One of the most important and challenging problems for the leaders in large scale ML/AI products is to align their AI’s artificial goal with their product goals in the real world. They can try to optimize their AI for a longer term objective which aligns better with product goals, but it always turns out to be too noisy to model well, because the real world is just too complex for an artificial environment to capture. They can also optimize for instant rewards which unfortunately doesn’t align well with real goals, and because of this, how to use these instant rewards to achieve long term goals become more of an art than science. In either case, they need to deal with the “reward hacking” problem, when AI improves the artificial metrics without making intended product improvements.
In an artificial environment, the data distributions are constant, or at the very least, changing in a predefined way.

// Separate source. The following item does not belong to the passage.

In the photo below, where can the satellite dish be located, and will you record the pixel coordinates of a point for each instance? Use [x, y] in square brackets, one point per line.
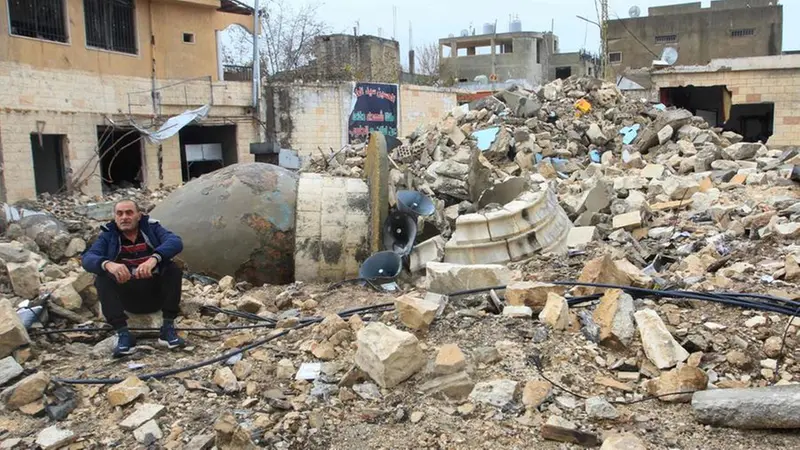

AI works pretty reasonably in this predictable environment. However, the real world is constantly changing in an unpredictable way, thus lots of human care must be taken to keep your AI fresh and robust to hacks and incidents from the external environment. Every ML practitioners who wants to apply ML/AI to their product or workflow should ask themselves this question - would I like to keep your algorithm less optimal while being agile and simple to maintain, or would I like it to be better optimized while being harder to maintain or change because of its heavyweight? Which one is the higher ROI thing to do? The answer would vary case by case, but even if the answer is AI, one should always keep its artificial nature in mind.
That AI has been the science of the artificial should be a gentle reminder for all ML practitioners and AI researchers, especially for those who believe AI will automate humans away and supersede humanity. They might want to ask themselves - is the AI that I am creating or panicking about the super intelligence of the real world, or is it the super intelligence of the ivory tower?